Governor Haley, you sent the wrong message to the public today. You tried to deflect blame and throw other organizations and the industry under the bus. Instead, you need to take a long look at what you’re doing to protect information and promise to your citizens that you’ll work to do better.
Data leaks in very interesting ways. The other night I was watching one of the political conventions, and the camera crew of the station I was watching loved to cut away from the speaker to catch glimpses of the crowd reactions. When I saw this image, I thanked %deity% for my TiVo, paused, and rewound a bit. Then, I took a picture of the TV with my cellphone.
Sure enough, this woman – Edith Byrd – is proudly showing the camera her Medicare card. And, the broadcaster is sending out a full 1080p high definition signal, meaning that I could read every detail of the woman’s card. (It’s far more readable on my TV than in this picture.) I see that she’s female, I can even see her signature well enough to copy it.
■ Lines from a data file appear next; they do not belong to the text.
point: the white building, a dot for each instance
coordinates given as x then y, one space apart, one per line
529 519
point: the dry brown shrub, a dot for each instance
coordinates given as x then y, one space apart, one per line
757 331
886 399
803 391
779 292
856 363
I can see she qualifies for both Part A and Part B Medicare, and the dates when she became eligible, and oh, what’s that blurred out box there? You guessed it. It’s her social security number.
Let’s now combine this with the fact that we can see she’s taking oxygen and I know where in the country was at the time this was taken, and I have absolutely everything I need to cause her a world of hurt. It would not be hard to make false medical claims under her name. Or, use any of a myriad of techniques to try and steal her entire identity outright. This was a major faux-pas on the part of the broadcaster, and Ms. Byrd herself – it doesn’t make a lot of sense to wave your ID cards in front of broadcast television cameras.
In this day and age, where there are cameras everywhere, it makes you pause to think how easily we are able to leak information… Even information stored in non-electronic forms. Good luck, Ms. Byrd. You’re going to need it.